Perjuangan Seorang Ibu Tunggal Melalui Duka dan Sukacita

Perjuangan Seorang Ibu Tunggal Melalui Duka dan Sukacita

Ibuku adalah seorang ibu tunggal yang telah mencintaiku lebih dari siapapun di dunia ini. Saya tidak pernah merasa perlu menanyainya tentang keberadaan ayah saya karena saya tidak pernah melewatkan ketidakhadirannya. Ketika saya tumbuh dewasa, saya menyadari bahwa masyarakat selalu menanyakan identitas ayah.

Orang tua saya berpisah ketika saya lahir. Setelah tumbuh dewasa, saya mulai merindukan kehadiran ayah saya. Saya melihat ayah teman-teman saya bersama mereka, tetapi saya tidak memilikinya, yang membuat saya mempertanyakan ibu saya. Setelah dibesarkan dengan baik dan memberi saya segalanya (baik secara emosional maupun materialistis), dia tidak kehilangan kesabaran atau meragukan niat saya ketika saya bertanya kepadanya tentang ayah saya. Dia hanya menjawab bahwa mereka berpisah ketika saya masih muda. Saya tidak mengerti apa yang dia alami, dan lambat laun pertanyaan saya berubah menjadi ejekan. Saya mulai meragukan nilainya sebagai istri yang baik dan berpikir dia pasti memiliki masalah penyesuaian dengan ayah saya. Saya benar-benar lupa apa yang telah dia lakukan untuk saya ketika pria yang saya perjuangkan tidak pernah ada. Saya juga pernah mengatakan kepadanya bahwa saya akan membuktikan padanya apa pernikahan yang baik dan pengasuhan yang tepat ketika saya menjadi seorang istri dan seorang ibu!

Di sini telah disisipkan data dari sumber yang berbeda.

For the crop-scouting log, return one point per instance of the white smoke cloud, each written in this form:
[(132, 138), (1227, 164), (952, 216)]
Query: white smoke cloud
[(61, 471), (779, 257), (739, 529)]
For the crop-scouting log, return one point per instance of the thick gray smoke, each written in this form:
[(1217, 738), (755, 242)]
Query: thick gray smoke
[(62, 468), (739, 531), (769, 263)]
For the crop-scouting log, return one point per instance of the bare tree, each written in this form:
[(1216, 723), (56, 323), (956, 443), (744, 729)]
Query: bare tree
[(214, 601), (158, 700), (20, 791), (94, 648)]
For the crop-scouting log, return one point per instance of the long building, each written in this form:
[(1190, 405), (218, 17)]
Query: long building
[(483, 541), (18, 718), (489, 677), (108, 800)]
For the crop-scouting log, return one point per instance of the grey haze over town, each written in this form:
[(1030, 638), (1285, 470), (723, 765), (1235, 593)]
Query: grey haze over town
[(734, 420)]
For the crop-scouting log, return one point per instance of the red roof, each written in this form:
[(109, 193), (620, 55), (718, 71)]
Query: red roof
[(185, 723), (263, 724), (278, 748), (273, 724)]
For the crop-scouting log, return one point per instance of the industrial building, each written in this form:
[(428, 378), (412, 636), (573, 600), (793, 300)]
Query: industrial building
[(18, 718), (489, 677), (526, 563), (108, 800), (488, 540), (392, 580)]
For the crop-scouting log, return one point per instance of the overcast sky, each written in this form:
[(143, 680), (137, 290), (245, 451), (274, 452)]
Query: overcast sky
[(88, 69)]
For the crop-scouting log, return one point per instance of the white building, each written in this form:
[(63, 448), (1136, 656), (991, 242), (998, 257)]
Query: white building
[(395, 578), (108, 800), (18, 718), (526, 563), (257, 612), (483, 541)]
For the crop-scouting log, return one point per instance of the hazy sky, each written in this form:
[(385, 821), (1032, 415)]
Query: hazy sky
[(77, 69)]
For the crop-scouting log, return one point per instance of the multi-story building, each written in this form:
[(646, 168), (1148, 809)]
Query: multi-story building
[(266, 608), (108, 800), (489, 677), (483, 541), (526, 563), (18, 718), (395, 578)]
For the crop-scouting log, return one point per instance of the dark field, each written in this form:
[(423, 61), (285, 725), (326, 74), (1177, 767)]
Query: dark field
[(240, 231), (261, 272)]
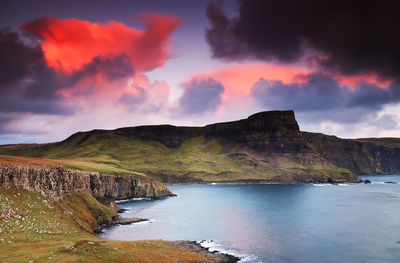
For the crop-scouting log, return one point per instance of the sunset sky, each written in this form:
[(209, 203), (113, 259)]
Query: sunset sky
[(69, 66)]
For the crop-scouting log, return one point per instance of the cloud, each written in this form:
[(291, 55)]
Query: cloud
[(200, 96), (322, 97), (31, 86), (142, 95), (349, 38), (69, 44)]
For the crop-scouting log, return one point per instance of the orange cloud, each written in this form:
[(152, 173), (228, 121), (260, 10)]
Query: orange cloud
[(238, 79), (68, 44)]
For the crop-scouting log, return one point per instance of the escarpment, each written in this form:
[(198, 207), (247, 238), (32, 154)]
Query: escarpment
[(265, 147), (57, 182)]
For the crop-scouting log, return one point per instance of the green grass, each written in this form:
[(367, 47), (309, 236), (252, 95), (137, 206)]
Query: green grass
[(39, 229), (197, 158)]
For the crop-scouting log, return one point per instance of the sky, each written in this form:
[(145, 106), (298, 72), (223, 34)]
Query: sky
[(69, 66)]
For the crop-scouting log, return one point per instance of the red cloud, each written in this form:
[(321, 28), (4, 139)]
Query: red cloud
[(68, 44)]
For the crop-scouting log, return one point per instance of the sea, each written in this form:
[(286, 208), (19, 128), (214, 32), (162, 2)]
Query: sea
[(276, 222)]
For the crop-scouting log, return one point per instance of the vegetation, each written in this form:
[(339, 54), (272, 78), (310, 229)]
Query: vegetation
[(34, 228), (196, 159)]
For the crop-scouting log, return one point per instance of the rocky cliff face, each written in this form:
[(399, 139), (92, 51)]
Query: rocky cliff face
[(359, 156), (56, 182)]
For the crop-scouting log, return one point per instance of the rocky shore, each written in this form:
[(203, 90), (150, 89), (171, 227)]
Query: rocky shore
[(195, 247)]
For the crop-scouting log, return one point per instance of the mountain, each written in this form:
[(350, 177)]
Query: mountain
[(265, 147)]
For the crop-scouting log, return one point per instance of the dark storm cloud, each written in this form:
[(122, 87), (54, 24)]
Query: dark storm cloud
[(321, 93), (111, 68), (28, 85), (349, 37), (200, 96)]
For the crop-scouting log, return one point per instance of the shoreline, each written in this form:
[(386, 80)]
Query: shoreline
[(194, 246)]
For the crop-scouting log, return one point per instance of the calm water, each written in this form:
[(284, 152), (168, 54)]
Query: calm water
[(278, 223)]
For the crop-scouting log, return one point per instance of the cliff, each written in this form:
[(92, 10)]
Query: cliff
[(361, 156), (57, 182), (265, 147)]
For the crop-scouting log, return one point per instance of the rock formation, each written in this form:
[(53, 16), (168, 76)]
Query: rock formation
[(56, 182)]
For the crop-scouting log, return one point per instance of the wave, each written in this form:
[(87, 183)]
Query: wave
[(134, 199), (321, 185), (213, 246)]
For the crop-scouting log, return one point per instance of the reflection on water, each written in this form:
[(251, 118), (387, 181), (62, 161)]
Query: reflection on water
[(278, 223)]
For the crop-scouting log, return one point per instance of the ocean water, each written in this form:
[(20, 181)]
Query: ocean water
[(277, 223)]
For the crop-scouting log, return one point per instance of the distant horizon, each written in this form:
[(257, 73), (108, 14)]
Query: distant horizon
[(103, 65), (168, 124)]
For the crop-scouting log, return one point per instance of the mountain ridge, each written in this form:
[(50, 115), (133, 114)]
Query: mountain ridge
[(265, 147)]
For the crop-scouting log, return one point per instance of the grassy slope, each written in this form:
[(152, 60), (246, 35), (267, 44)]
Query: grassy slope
[(197, 158), (36, 228)]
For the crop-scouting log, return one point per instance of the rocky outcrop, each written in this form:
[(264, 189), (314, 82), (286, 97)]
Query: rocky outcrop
[(56, 182), (361, 156)]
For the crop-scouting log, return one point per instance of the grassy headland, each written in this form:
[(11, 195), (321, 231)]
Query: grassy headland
[(34, 228)]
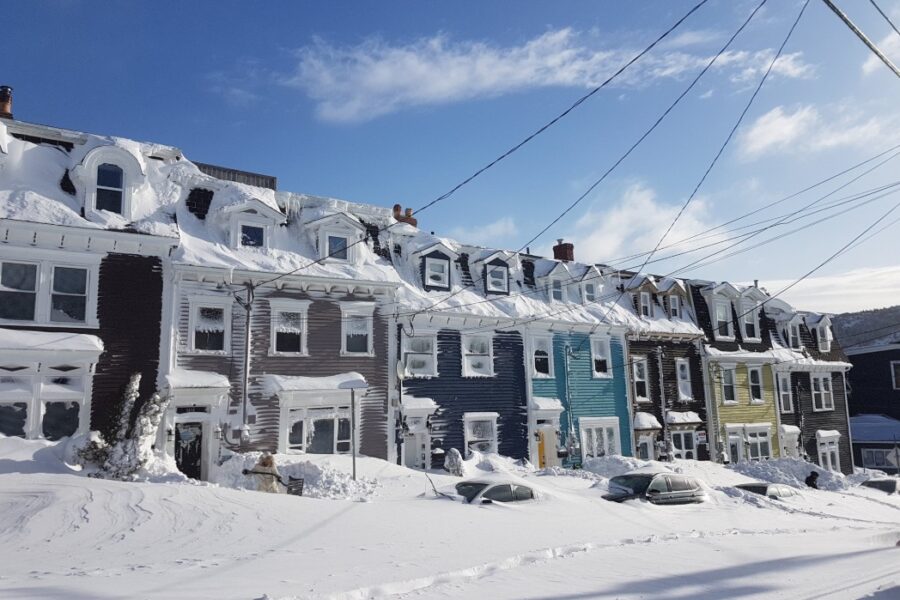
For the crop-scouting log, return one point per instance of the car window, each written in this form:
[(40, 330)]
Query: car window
[(500, 493), (524, 493), (469, 490)]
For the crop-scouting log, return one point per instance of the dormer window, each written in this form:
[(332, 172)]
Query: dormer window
[(110, 188), (437, 273), (645, 304)]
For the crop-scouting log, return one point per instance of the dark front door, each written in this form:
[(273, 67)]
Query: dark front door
[(188, 448)]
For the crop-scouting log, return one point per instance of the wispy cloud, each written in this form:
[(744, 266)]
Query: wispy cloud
[(806, 128), (374, 78)]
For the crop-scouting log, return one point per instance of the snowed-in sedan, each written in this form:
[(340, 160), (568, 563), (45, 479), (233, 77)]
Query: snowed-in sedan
[(488, 491), (658, 488)]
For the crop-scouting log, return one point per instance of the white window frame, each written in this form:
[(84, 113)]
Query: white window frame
[(358, 309), (490, 283), (635, 361), (645, 304), (733, 370), (279, 305), (822, 393), (675, 309), (444, 262), (750, 316), (685, 386), (750, 384), (587, 429), (46, 262), (536, 342), (195, 304), (785, 392), (600, 349), (726, 306), (481, 416), (464, 354)]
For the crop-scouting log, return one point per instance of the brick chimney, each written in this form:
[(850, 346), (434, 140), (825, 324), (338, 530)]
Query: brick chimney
[(5, 102), (564, 251), (405, 218)]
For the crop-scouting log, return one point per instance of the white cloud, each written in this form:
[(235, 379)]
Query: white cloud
[(807, 129), (635, 224), (374, 78), (490, 234), (851, 291)]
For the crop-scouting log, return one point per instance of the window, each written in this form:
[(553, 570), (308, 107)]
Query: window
[(639, 374), (419, 354), (18, 291), (829, 450), (599, 437), (477, 355), (675, 306), (600, 357), (754, 377), (728, 390), (683, 370), (480, 431), (750, 321), (253, 236), (338, 247), (724, 326), (110, 188), (542, 349), (683, 445), (556, 290), (758, 444), (823, 399), (785, 394), (437, 273), (824, 338), (497, 279), (68, 301), (288, 326), (645, 304), (356, 328)]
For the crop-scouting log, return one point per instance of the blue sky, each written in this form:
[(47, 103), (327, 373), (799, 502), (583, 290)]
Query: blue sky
[(398, 102)]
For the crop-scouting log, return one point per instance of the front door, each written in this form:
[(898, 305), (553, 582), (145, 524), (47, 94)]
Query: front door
[(189, 448)]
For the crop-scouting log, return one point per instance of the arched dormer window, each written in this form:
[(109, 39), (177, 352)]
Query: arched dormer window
[(108, 175)]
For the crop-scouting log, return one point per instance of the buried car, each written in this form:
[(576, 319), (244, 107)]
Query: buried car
[(488, 491), (658, 488)]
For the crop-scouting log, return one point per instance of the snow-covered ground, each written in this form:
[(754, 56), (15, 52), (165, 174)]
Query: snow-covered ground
[(63, 535)]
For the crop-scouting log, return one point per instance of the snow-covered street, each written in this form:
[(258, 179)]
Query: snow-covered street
[(68, 536)]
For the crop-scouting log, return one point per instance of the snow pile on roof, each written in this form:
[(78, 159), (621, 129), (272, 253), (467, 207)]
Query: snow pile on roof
[(342, 381), (674, 417), (55, 341), (644, 420), (791, 471), (874, 428), (186, 378)]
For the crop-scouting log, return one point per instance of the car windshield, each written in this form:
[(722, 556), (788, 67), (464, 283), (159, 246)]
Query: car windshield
[(635, 483), (469, 490)]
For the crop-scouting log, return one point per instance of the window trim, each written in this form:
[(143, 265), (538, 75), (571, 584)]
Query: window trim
[(277, 305), (195, 303), (607, 354), (466, 372), (46, 262), (358, 309)]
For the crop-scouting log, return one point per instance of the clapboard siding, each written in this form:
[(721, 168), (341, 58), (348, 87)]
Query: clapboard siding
[(455, 395), (871, 384), (587, 395), (324, 345)]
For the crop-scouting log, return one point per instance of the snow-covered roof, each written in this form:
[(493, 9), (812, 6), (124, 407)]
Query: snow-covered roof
[(187, 378), (874, 428)]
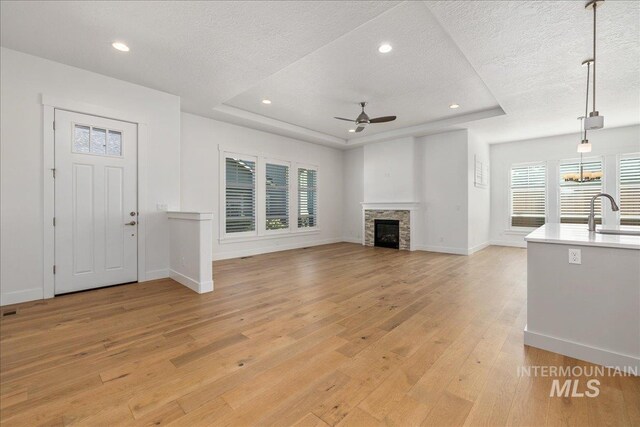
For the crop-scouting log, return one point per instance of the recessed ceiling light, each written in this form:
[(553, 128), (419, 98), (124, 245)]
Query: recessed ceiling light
[(385, 48), (120, 46)]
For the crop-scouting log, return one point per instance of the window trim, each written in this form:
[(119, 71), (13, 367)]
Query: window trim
[(603, 182), (511, 229), (263, 206), (619, 158), (318, 216), (223, 196), (261, 233)]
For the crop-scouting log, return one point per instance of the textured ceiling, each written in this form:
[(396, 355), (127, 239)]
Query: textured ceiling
[(417, 80), (530, 53), (317, 59), (205, 52)]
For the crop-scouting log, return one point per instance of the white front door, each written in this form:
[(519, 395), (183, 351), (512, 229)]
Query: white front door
[(96, 217)]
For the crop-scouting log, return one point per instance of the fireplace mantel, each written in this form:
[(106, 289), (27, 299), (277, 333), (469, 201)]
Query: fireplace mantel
[(397, 206), (411, 207)]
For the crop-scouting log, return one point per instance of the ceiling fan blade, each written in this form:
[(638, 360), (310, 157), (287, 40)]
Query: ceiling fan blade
[(382, 119)]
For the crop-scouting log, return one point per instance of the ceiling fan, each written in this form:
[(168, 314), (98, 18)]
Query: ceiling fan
[(363, 120)]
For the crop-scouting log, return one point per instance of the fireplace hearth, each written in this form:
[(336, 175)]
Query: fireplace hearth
[(387, 233)]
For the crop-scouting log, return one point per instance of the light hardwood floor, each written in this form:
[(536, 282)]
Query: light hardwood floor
[(331, 335)]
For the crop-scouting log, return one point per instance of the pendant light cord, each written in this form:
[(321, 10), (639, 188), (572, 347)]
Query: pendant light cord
[(595, 6), (586, 106)]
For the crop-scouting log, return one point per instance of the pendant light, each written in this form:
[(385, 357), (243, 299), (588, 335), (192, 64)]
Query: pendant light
[(585, 145), (594, 120)]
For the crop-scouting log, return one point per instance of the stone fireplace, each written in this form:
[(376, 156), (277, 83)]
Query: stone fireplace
[(381, 217)]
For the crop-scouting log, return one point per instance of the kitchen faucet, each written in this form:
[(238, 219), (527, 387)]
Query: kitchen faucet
[(592, 215)]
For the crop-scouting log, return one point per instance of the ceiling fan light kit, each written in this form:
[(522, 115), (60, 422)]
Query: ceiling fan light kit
[(363, 119)]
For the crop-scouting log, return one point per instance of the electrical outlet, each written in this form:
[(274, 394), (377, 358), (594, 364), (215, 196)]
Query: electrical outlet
[(575, 256)]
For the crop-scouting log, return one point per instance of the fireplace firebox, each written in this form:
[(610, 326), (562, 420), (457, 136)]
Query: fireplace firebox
[(387, 233)]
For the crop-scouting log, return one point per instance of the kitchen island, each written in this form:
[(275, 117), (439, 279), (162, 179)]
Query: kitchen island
[(583, 294)]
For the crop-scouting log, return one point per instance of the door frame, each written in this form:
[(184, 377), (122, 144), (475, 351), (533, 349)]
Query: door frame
[(50, 104)]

Sekarang, saya berusia 30 tahun dan seorang ibu dari seorang putra yang menggemaskan. Saya memiliki suami dengan siapa saya tidak berpisah, tetapi saya masih seorang ibu tunggal, mengelola semuanya sendirian. Saat saya bangun setiap pagi, mengurus pekerjaan rumah dan bayi saya, bersama dengan pekerjaan mengajar online saya, saya menyadari apa yang dia lakukan saat itu membutuhkan banyak keberanian. Dia punya pilihan untuk meninggalkanku, tapi dia tidak melakukannya. Dia memiliki gaji yang kecil tetapi membesarkan saya dengan baik dan mendidik saya. Saat ini, ketika suami saya menganggur dan tidak ingin mengambil tugas mengasuh anak karena dia merasa itu hanya pekerjaan seorang ibu, saya memiliki keberanian, kemampuan, dan pendidikan untuk mengurus rumah, anak, dan karier saya sendiri. Suami saya adalah pembawa patriarki dan bahkan tidak mendorong seorang wanita pekerja; Namun, sekarang dia terpaksa menerima pekerjaan saya karena dia menganggur.

Saya percaya apa yang saya lakukan hari ini bukanlah hal yang hebat atau istimewa, karena menjadi seorang ibu tunggal bukanlah sebuah konsep baru. Banyak ibu telah membesarkan anak-anak mereka seorang diri sejak dahulu kala. Yang berubah sekarang adalah masyarakat sudah mulai menerimanya. Menjadi orang tua tunggal bukanlah hal yang memalukan; itu lebih membutuhkan banyak keberanian. Meskipun pernikahan saya tidak berjalan dengan baik dalam arti sebenarnya, sebagai seorang ibu, saya mencoba yang terbaik dan melakukan hal yang sama untuk anak saya seperti yang ibu saya lakukan untuk saya.

Penafian: Pandangan, pendapat, dan posisi (termasuk konten dalam bentuk apa pun) yang diungkapkan dalam posting ini adalah milik penulis sendiri. Keakuratan, kelengkapan, dan validitas pernyataan apa pun yang dibuat dalam artikel ini tidak dijamin. Kita tidak bertanggung jawab atas kesalahan, kelalaian, atau representasi apa pun. Tanggung jawab atas hak kekayaan intelektual dari konten ini ada pada penulis dan kewajiban apa pun sehubungan dengan pelanggaran hak kekayaan intelektual tetap berada di pundaknya.